短くなってきた煙草を揉み消し、部屋に戻る。鞄からUSBを取り出し、ゲームしてる部屋に入る。パソコンを起動させUSBを読み取る・・・うん、ウイルスとかはなさそうだね。入っていたのは画像が10枚とワードにまとめられた文章だ。まずは写真から。
1番最初の写真は高馬君の幼少期の写真だ。迷わず保存し、スマホに転送する。そのままホーム画面の待ち受けに設定する。うんうん。可愛いなぁ。目つきの冷たさは変わんないね。今に比べたら随分丸いなぁ。手に持ってるのはコーヒー牛乳じゃん。満面の笑みで写っちゃって・・・もう、本当に愛おしいなぁ。
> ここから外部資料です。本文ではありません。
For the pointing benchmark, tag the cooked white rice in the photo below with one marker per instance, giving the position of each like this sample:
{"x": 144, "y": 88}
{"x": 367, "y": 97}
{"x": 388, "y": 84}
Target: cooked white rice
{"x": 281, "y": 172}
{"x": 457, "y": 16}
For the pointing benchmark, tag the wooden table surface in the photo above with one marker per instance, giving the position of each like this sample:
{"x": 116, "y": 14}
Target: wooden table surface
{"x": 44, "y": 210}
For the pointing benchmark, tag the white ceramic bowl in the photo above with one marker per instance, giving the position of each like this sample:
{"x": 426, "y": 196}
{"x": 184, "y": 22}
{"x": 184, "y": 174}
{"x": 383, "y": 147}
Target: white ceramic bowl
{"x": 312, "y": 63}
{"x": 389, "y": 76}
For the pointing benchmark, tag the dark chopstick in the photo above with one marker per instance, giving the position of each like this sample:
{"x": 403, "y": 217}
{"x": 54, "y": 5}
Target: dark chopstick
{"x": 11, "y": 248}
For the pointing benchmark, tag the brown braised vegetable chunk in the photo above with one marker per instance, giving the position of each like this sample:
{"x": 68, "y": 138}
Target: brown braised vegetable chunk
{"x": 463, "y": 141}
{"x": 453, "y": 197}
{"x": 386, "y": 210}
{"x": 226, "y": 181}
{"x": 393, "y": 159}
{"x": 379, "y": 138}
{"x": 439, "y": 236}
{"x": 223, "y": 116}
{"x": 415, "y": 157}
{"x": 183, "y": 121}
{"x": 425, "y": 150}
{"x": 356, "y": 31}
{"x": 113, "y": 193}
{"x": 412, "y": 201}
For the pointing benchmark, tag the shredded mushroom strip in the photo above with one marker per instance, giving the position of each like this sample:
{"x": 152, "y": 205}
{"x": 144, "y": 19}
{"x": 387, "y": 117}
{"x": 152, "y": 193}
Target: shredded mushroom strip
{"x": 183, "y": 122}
2枚目の写真は中学くらいかな。学ラン姿だ。迷わず保存。これはサブモニターの壁紙にしよ。幼少期と比べて随分細いなぁ。目つきの冷たさが増してる。こんな目で私を見つめられたら、その、気を失うくらいの絶頂がきそうだなぁ・・・あれ、そういえば、高馬君と目が合ったこと、無い気がするなぁ。気のせいかな。まぁいいや。
3枚目の画像は入学式の写真かな?初めて見るな、高馬君の制服姿。入学式だからかネクタイもローファーもきちんと着てる。私はサブモニターのロック画面に設定した。笑顔じゃあないのに、こんなに人を惹きつけるなんて、君は凄いね。
4枚目・・・なに、これ。何この写真。5枚目も6枚目もも似たような画像だ。幼い高馬君が乱暴されている写真だ。特に酷いのは5枚目だ。火傷で爛れてる顔、つけられた手枷と足枷、首輪。左腕からは失血も根性焼の痕みたいなものすらある。怖がるように丸くなり、両手で首を隠すように抱えている。
7枚目は、とある女性の死体だ。脳漿が見えている。気持ち悪くなって、トイレに逃げ込み吐く。おえぇ。